Compared to all the major US railroad companies, Canadian Pacific’s management appears much more confident in terms of the company’s business growth outlook. Note that CP’s employee base had risen YoY (year-over-year) at the end of 4Q17, unlike the employee bases of other Class I railroad companies.
Forward EV-to-EBITDA multiple
The forward EV-to-EBITDA (enterprise value to earnings before interest, tax, depreciation, and amortization) multiple denotes how a rail carrier is valued for each dollar of EBITDA it’s expected to earn. The multiple is capital structure neutral and sharply focuses on the railroad’s margins, margin growth, and ability to grow its core earnings.

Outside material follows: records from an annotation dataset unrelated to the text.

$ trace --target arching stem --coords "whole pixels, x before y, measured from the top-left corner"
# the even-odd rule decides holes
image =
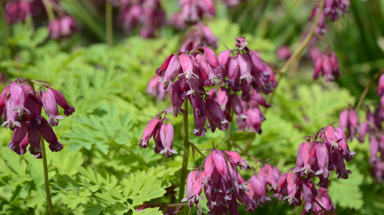
[[[51,215],[54,215],[55,212],[53,211],[53,206],[52,201],[51,200],[51,192],[49,191],[49,180],[48,176],[48,164],[47,164],[47,155],[45,153],[45,146],[44,143],[44,138],[42,136],[40,137],[40,144],[41,146],[42,151],[42,156],[43,157],[43,167],[44,168],[44,182],[45,184],[45,193],[47,194],[47,203],[49,209],[49,214]]]
[[[180,183],[179,189],[179,202],[184,197],[184,188],[187,180],[187,168],[188,166],[188,159],[190,157],[190,141],[189,138],[189,133],[188,132],[188,97],[186,97],[184,101],[184,111],[185,114],[183,117],[183,127],[184,128],[183,134],[184,134],[184,154],[183,155],[183,164],[181,167],[181,175],[180,176]]]

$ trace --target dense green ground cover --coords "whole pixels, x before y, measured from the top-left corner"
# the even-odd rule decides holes
[[[68,11],[76,15],[73,11],[78,9],[71,1],[63,1],[67,3],[64,5]],[[222,5],[217,17],[207,22],[220,39],[217,53],[224,50],[224,44],[234,48],[235,36],[245,36],[250,49],[259,51],[274,68],[280,68],[284,62],[277,59],[276,50],[284,44],[293,50],[298,45],[313,6],[307,1],[250,0],[248,5],[231,11]],[[167,3],[165,7],[174,10],[172,2]],[[300,59],[279,83],[262,124],[262,133],[236,131],[235,124],[232,140],[248,154],[268,161],[282,172],[294,167],[302,137],[338,122],[340,112],[349,104],[354,105],[373,74],[384,65],[383,13],[384,4],[379,1],[352,1],[350,12],[330,24],[326,35],[339,56],[341,77],[334,83],[313,81],[313,65],[305,57]],[[153,152],[151,142],[146,149],[137,143],[148,120],[171,106],[168,99],[154,100],[145,89],[156,69],[182,43],[182,32],[164,28],[160,38],[148,39],[118,35],[115,46],[108,48],[96,33],[103,32],[102,28],[89,33],[91,24],[81,23],[83,30],[64,41],[48,40],[45,27],[31,35],[27,24],[16,24],[0,48],[0,72],[12,80],[27,77],[48,81],[76,108],[72,116],[54,128],[64,149],[47,155],[55,212],[136,214],[135,209],[144,202],[159,205],[177,203],[182,117],[171,117],[175,128],[173,148],[178,155],[167,159]],[[86,36],[89,34],[92,35]],[[375,89],[369,92],[366,104],[378,103]],[[359,113],[365,117],[363,110]],[[189,117],[192,128],[193,116]],[[216,148],[225,149],[227,132],[209,131],[204,137],[190,135],[190,140],[200,149],[211,149],[212,141]],[[0,130],[0,214],[46,214],[41,161],[29,153],[19,156],[8,150],[12,134]],[[328,188],[336,213],[380,214],[384,210],[384,187],[371,175],[369,140],[362,144],[354,140],[349,145],[357,152],[347,163],[352,173],[348,180],[339,181],[333,174]],[[259,167],[251,157],[238,151],[250,165]],[[190,157],[189,169],[203,160],[195,152]],[[241,174],[247,180],[253,171]],[[200,204],[208,212],[205,202]],[[278,205],[272,198],[254,213],[291,214],[298,209],[291,206],[285,202]],[[161,214],[158,209],[145,209],[140,214]],[[246,213],[244,208],[240,210],[241,214]]]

Note that the new US tax code will most likely increase the bottom lines of major railroad companies. For this reason, it’s important for these companies to focus on their core operations and operating efficiencies. A railroad with higher margin and forward margin growth will have a higher forward EV-to-EBITDA multiple.
Union Pacific (UNP) has the highest forward EV-to-EBITDA multiple among its peers at 12.6x. The company had an EBITDA margin of 46.7% in 2017, far higher than those of other US railroad companies. In addition, UNP’s 2018 EBITDA is expected to rise 8%.
Canadian National Railway (CNI) followed UNP with the second-highest ratio of 12.4x. The company’s 2017 EBITDA margin of 54.3% is expected to rise 5.7% in 2018. Canadian Pacific Railway (CP) has the third-highest multiple of 11.7x among the major US railroad companies under discussion. CP’s 2017 EBITDA margin of 52.7% is poised to expand 3.2% in 2018.
Eastern US railroad companies Norfolk Southern (NSC) and CSX (CSX) have forward EV-to-EBITDA multiples of 11.8x and 11.4x, respectively. The same multiple stands at 11.4x and 10.6x, respectively, for the largest US short-line operator, Genesee & Wyoming (GWR), and smallest Class I railroad company, Kansas City Southern (KSU).
Transportation stocks should pick up in the coming quarters due to increased capital expenditure, higher US industrial production, and US tax rate benefits.
Investors interested in exposure to transportation stocks can consider investing in the SPDR S&P Transportation ETF (XTN). This ETF holds 12.4% and 24.6% in US railroad and trucking companies, respectively.